No fundo mesmo, ela se julgava uma deusa. E as deusas
apareciam nuas. Ao menos nas estátuas. Se haviam sido reais em épocas remotas,
ninguém podia afirmar. Mas Lívia era real até demais, às duas tarde, numa
praia do litoral norte. E ganhava quando comparada a uma deusa grega ou romana.
Lógico que não tirava a roupa sob o sol. Ao entrar na água do mar chamava
Clara, uma adolescente que a acompanhava no último verão. Não sei o que provoca
em você tanto arrepio, observava a menina, deve ser porque a água está gelada,
completava. E a deusa mostrava apenas a cabeça da estátua, até que um dia...
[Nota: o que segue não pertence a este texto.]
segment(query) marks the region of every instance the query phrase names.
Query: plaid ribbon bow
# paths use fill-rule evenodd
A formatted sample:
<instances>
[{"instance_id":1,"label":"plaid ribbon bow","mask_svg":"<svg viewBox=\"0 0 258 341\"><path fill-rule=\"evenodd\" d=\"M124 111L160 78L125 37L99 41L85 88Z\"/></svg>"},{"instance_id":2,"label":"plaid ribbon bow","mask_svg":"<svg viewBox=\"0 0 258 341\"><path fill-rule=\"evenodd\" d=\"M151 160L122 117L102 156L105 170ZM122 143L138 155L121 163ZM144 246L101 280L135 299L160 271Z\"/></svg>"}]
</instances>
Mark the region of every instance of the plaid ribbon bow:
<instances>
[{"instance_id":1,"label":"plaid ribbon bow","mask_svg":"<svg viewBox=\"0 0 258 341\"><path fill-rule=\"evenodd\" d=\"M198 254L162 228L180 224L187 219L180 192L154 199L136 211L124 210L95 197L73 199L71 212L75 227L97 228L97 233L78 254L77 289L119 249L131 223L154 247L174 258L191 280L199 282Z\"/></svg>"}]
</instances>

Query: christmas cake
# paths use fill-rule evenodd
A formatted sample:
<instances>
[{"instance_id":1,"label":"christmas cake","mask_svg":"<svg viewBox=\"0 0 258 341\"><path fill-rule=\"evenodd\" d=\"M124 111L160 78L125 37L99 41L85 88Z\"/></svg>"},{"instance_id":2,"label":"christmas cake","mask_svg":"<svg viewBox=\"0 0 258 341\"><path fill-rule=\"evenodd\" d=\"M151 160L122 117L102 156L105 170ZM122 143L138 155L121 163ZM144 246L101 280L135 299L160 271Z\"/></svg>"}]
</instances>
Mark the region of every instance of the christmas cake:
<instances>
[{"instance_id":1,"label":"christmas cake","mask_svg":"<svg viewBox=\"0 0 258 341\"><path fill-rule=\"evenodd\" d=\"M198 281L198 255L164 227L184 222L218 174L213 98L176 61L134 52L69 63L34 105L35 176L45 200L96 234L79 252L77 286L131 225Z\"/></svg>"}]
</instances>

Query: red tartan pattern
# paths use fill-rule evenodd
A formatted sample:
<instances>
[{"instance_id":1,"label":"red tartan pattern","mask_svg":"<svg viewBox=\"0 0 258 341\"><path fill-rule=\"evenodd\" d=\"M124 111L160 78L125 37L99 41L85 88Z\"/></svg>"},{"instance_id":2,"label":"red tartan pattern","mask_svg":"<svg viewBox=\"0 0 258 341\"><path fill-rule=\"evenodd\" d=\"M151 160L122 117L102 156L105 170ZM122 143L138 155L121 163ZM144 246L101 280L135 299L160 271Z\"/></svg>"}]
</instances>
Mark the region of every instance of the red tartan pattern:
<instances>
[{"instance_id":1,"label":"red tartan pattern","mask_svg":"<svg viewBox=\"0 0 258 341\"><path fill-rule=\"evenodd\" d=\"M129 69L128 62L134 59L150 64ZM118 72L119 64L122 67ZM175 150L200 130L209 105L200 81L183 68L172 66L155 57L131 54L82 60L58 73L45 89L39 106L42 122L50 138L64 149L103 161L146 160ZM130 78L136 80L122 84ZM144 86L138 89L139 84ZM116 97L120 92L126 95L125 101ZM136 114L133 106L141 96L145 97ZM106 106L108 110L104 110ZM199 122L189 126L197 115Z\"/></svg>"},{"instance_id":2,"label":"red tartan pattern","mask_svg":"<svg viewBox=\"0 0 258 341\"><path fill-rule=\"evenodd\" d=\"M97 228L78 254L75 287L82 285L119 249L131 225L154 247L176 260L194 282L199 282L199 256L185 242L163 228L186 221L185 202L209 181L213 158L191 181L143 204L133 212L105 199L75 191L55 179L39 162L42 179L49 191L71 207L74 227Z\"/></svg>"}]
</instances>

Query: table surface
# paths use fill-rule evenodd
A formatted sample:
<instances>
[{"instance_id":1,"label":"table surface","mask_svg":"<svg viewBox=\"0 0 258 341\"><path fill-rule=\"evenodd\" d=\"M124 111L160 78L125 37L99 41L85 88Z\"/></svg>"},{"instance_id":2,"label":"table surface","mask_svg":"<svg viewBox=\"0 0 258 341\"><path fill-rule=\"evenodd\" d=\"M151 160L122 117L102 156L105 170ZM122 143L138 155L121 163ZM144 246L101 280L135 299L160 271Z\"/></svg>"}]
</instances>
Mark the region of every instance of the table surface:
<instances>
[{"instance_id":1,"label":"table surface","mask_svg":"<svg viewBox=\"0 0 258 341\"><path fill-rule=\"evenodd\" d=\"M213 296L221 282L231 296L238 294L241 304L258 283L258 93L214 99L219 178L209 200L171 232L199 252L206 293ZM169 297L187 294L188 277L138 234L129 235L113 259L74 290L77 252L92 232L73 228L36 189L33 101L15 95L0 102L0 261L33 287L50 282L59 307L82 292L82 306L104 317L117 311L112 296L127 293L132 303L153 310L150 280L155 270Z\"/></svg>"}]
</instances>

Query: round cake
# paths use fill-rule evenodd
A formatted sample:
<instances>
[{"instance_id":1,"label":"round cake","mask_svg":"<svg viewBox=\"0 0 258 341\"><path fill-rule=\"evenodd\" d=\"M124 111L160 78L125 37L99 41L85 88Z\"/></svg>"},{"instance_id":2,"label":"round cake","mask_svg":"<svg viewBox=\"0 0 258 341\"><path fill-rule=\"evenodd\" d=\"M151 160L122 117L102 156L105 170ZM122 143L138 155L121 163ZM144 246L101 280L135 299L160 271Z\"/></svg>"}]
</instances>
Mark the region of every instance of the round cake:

Até que um dia surgiu um bonitão. A praia sempre tão vazia; algumas mulheres ao
banho de sol; um ou outro garoto a jogar bola num pedaço de areia distante dali. A menina
que ia com Lívia a pressionar um tablet. Mas onde estava naquele momento? Ah,
um garoto estava ao lado dela e levava uma revista. Minha tia se acha uma
deusa, e quer tomar banho de mar nua. Será que a menina contara? O bonitão a
explorar a maresia, a descobrir a estátua de deusa que ao contrário do que se
poderia imaginar flutuava. O jogador, ao perceber a bolinha prestes a se fixar
numa das casas da roleta, durante uma fração de segundo vai ao paroxismo porque
sente que está prestes a tudo perder. Lívia sentiu o mesmo quando viu o bonitão
aproximar-se. Ele vinha como quem não quer nada. O jogador apostara na cor,
assim maior a chance. Lívia apostou no negro, só que colocou tudo que tinha.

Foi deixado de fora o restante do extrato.